A law passed in France, which takes effect November 1st, will require companies with less than 250 employees to inform employees of any intention to sell the company (or a majority stake in the company). This law will certainly have a ripple effect to startups, where deals are often made fast and furious, with the biggest acquisitions in the past 3 years often happening in a matter of weeks.
Specifically, the law states that, two months before cession of the company, employees who have opted in to be informed about such activity must be informed of the intent or pending action. While it’s not clear whether a workaround to this may include signing a deal that takes effect two months down the road, it certainly could make things difficult – a close friend of mine recently, in trying to have his company acquired, so one buyer walk away due to employee response to the buyer in question.
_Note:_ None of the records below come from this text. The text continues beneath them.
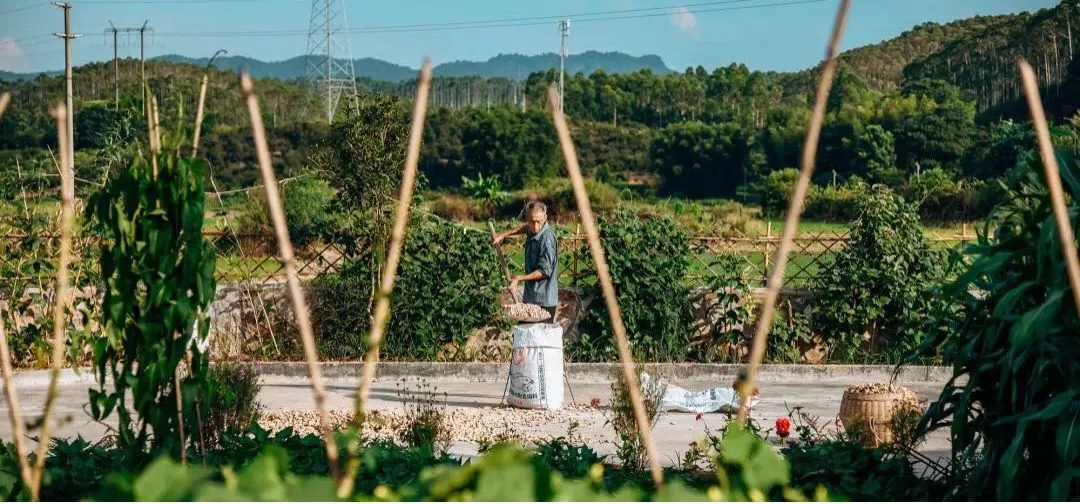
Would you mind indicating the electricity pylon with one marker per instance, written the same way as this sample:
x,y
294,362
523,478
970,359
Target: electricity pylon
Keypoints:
x,y
329,67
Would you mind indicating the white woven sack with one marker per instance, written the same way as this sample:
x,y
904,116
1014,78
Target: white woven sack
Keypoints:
x,y
536,367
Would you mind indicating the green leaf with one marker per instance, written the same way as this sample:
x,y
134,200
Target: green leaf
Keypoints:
x,y
167,480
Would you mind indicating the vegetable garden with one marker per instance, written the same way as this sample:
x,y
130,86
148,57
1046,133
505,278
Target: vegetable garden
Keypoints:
x,y
134,304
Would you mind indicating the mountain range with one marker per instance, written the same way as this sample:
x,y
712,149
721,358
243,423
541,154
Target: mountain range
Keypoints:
x,y
508,66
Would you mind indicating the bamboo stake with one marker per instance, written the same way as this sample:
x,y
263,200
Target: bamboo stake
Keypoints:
x,y
1053,179
14,412
179,416
644,428
61,301
396,237
502,262
794,212
199,114
154,135
287,257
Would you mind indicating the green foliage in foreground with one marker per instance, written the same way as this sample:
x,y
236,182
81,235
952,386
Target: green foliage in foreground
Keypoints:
x,y
158,282
258,466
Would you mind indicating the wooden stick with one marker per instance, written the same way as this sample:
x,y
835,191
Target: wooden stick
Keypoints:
x,y
154,135
794,212
179,416
14,413
502,262
61,297
1053,179
644,427
396,237
287,257
199,114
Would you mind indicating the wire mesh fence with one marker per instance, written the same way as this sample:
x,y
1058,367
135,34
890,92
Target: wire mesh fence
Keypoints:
x,y
251,258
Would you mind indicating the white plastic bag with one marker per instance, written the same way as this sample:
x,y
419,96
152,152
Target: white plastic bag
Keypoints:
x,y
536,367
707,400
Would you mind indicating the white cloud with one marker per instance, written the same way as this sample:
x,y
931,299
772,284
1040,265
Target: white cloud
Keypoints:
x,y
11,55
684,19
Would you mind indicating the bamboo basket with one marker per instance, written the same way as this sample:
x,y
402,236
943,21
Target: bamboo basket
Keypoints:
x,y
876,409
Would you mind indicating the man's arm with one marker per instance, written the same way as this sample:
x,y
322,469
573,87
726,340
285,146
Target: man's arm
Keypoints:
x,y
544,269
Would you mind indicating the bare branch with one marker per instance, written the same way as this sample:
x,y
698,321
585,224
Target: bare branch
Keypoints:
x,y
199,114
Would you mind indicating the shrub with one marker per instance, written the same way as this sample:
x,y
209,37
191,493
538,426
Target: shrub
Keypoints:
x,y
1013,398
629,447
602,196
341,310
836,202
447,285
790,335
728,314
458,208
775,191
875,288
233,402
424,421
648,261
308,209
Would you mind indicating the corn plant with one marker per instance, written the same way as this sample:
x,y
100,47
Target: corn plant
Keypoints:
x,y
158,281
1015,422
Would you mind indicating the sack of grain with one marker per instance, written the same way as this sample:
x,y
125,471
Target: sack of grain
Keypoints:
x,y
536,367
705,400
526,313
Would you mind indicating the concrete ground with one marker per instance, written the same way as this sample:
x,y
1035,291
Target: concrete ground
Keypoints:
x,y
673,434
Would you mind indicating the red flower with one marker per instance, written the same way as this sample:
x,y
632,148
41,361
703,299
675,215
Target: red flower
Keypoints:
x,y
783,426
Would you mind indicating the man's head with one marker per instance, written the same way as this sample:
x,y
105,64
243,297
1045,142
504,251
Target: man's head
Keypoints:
x,y
536,215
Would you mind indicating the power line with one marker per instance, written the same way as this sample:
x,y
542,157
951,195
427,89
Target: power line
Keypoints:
x,y
25,8
514,22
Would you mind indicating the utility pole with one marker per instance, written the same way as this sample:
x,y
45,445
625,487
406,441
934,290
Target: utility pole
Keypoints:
x,y
116,66
564,27
68,36
142,59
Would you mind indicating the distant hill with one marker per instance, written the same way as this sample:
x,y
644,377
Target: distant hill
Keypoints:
x,y
517,66
509,66
12,77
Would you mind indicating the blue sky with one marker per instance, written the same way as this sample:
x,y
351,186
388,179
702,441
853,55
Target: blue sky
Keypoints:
x,y
767,38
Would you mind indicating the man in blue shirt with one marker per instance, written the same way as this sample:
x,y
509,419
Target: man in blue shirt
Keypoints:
x,y
541,259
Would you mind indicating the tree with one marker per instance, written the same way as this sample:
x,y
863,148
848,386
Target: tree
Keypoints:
x,y
364,159
517,147
848,90
939,138
876,155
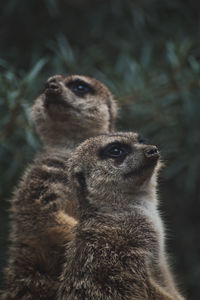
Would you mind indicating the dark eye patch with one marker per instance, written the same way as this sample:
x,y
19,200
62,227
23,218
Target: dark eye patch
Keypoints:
x,y
115,150
80,87
141,140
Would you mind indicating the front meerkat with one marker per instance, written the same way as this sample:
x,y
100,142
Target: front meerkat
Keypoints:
x,y
70,109
118,248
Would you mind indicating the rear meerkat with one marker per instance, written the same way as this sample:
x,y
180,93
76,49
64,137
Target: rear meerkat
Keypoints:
x,y
118,249
69,110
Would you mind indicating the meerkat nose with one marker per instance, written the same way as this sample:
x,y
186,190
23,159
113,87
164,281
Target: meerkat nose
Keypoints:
x,y
151,151
51,86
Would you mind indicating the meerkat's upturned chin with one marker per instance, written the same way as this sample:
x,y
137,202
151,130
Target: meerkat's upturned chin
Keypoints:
x,y
73,107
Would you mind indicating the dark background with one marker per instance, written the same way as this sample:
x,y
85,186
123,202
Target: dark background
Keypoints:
x,y
148,53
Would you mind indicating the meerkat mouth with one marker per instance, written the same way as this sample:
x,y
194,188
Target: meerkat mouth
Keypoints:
x,y
58,100
141,171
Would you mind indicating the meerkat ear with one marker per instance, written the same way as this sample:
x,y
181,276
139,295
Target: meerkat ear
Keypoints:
x,y
80,177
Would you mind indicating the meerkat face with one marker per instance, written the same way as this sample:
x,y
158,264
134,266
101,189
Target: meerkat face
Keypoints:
x,y
74,105
110,164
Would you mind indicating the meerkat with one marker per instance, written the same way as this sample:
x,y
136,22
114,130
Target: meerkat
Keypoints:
x,y
118,247
69,110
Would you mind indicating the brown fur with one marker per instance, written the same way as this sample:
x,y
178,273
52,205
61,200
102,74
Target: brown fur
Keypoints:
x,y
43,212
118,248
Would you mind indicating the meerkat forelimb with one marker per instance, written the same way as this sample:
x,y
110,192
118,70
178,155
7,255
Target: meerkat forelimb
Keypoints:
x,y
69,110
119,239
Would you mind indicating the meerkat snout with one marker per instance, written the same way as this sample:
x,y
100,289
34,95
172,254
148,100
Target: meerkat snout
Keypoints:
x,y
151,152
51,86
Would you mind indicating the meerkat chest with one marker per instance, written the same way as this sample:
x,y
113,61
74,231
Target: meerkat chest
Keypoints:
x,y
151,212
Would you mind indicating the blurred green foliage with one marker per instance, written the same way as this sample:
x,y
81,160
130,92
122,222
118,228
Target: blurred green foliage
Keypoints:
x,y
148,53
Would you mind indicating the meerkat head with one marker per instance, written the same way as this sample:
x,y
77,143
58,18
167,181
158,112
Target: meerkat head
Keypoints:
x,y
114,170
75,107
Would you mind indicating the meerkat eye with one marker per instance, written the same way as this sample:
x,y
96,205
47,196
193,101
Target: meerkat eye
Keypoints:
x,y
80,87
141,140
115,150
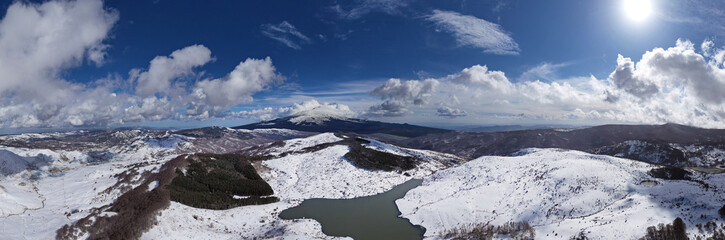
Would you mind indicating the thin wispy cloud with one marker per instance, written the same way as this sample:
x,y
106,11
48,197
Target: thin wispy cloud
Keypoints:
x,y
676,84
286,34
364,7
475,32
543,72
Employees who opt in will have to sign a confidentiality agreement, and, if they are not properly informed, may take action no more than two months after said cession is official. In taking action, they can potentially overturn the acquisition decision in court – I really can’t wait for the first example of that to come into play.
Keeping high-level decisions out of prying ears can be tough – the law seems to imply that only employees who actively announce their desire to remain informed must be informed, however it’s hard to tell what precedent this law might set for future legislation.
Startups move fast, and pitching your acquisition to your investors, your board & your cofounders is hard enough without having to make sure your employees are on board.